Querida Julia:
Te he dejado la llave del piso en el buzón, el portero te abrirá abajo. Espero que tu estancia en Salamanca sea tan emocionante o más que la que yo viví hace ya más de diez años. El piso está bien, un poco pequeño pero acogedor, lo compramos un año después de venir a Alemania, ha sido nuestro refugio del pecado, nuestro pequeño cajón de secretos, -espero que te guste-.Cuando amanece, el sol te roba el sueño de madrugada por las rendijas del dormitorio y si te asomas al balcón flotarás en un murmullo que asciende por sus soportales como una enredadera. El tiempo no pasa por sus diagonales, la gente gira como un compás y se atiene al ritmo de la Plaza, salen y entran al escenario, miran al cielo y sonríen, pronuncian palabras impronunciables y dan gracias, por haber llegado allí, por pertenecer a su mirada aunque sea solo un segundo.
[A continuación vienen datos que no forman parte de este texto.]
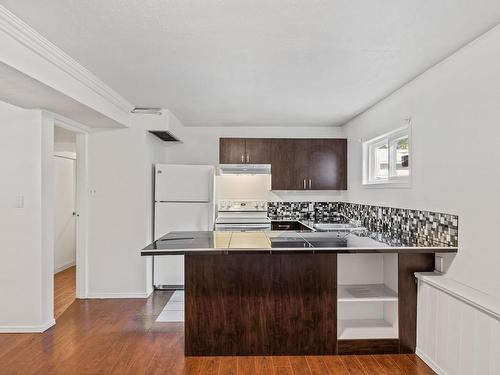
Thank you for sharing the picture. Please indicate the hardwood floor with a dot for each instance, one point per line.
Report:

Te recomiendo que a diario, cuando Carlos ya esté dormido, bajes de madrugada a uno de sus bancos y sientas la presión de sus esquinas, la bendición de su piedra, el sentimiento de potencia y majestuosidad. Allí encontré yo mi patria, mi karma, mi religión. No sabrás que no has dormido porque ya estarás despierta cuando Carlos te dé la patada de Buenos días y te diga que bajes a ver la Plaza, que hace bueno. Ya la he visto pensarás tú, y además a ti te habrá robado al alma.
A.P.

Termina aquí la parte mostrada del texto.